John Shower Explained

John Shower (1657–1715) was a prominent English nonconformist minister.

Life

The elder brother of Sir Bartholomew Shower, he was born at Exeter, and baptised on 18 May 1657. His father, William, a wealthy merchant, died about 1661, leaving a widow (Dorcas, daughter of John Anthony) and four sons. Shower was educated in turn at Exeter, and at Taunton under Matthew Warren. His mother moved with him to London, and he was taught by Edward Veal and at the Newington Green academy by Charles Morton.

In 1677, before he was twenty, he began to preach, on the advice of Morton and Thomas Manton Next year, in the period of the Popish Plot, a merchant's lecture was begun in the large room of a coffee-house in Exchange Alley. Four young preachers were chosen as evening lecturers, among them being Shower (with Theophilus Dorrington, Thomas Goodwin the younger and James Lambert).[1] Shower was ordained on 24 December 1679 by five ejected ministers, headed by Richard Adams. He at once became (still retaining his lectureship) assistant to Vincent Alsop in Tothill Street, Westminster, and held this post till 1683, when Sir Samuel Barnardiston sent him abroad with two other young ministers as companions of his nephew, Samuel Barnardiston. They made the Grand Tour, visiting France, Switzerland, Italy, and the Rhine. At Amsterdam, in July 1684, they parted.

Shower remained in Holland till 1686. Returning to London, he resumed his lecture at Exchange Alley, but the pressure to which nonconformists were then subjected led him to return to Holland in the same year. He joined John Howe at Utrecht. At the end of 1687 he became evening lecturer in the English presbyterian church at Rotterdam, of which Joseph Hill was one of the pastors. He returned to London on receiving a call (19 January 1691) to succeed Daniel Williams as assistant to Howe at Silver Street.
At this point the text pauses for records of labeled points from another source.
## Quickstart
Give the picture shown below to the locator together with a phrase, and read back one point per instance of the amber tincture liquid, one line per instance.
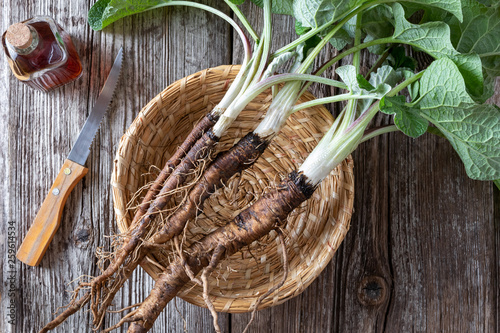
(41, 54)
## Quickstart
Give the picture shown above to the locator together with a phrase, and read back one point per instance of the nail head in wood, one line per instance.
(372, 291)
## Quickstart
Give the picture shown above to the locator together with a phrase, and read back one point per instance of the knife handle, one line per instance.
(48, 219)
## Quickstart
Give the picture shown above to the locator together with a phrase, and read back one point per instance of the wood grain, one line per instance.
(422, 253)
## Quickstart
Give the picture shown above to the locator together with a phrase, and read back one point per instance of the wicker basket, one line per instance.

Here he was popular, and soon received a call to the pastorate of the presbyterian congregation at Curriers' Hall, London Wall, which he accepted on 8 May 1691. In this charge he remained till death, having been ‘married’ to his flock by Matthew Mead, as Edmund Calamy puts it. Twice he moved the congregation to larger meeting-houses, in Jewin Street (1692) and Old Jewry (1701), having successively as assistants Timothy Rogers (1658–1728) and Joseph Bennet.

Shower was a member of a club of ministers which, for some years from 1692, held weekly meetings at the house of Dr. Upton in Warwick Lane, Calamy being the leading spirit. He succeeded (1697) Samuel Annesley as one of the Tuesday lecturers at Salters' Hall. A fever, in May 1706, left his health permanently impaired. John Fox, who visited him in 1712, was impressed by his ‘state and pride.’ On 14 September 1713 he had a paralytic stroke at Epping. He was able to preach again, but retired from active duty on 27 March 1715. He died at Stoke Newington on 28 June 1715, and was buried at Highgate. His funeral sermon was preached on 10 July by William Tong.

Works

He published twenty-one single sermons, including funeral sermons for Anne Barnardiston (1682), Richard Walter (1692), Queen Mary (1695), Nathaniel Oldfield (1696), Jane Papillon (1698), Nathaniel Taylor (1702), Nehemiah Grew, and an exhortation at the ordination of Thomas Bradbury; also

Family

He married, first, on 24 September 1687, at Utrecht, Elizabeth Falkener (died 1691), niece of Thomas Papillon; secondly, on 29 December 1692, Constance White (died 18 July 1701), by whom three children survived him.

Notes and References

  1. Oxford Dictionary of National Biography, article on Dorrington.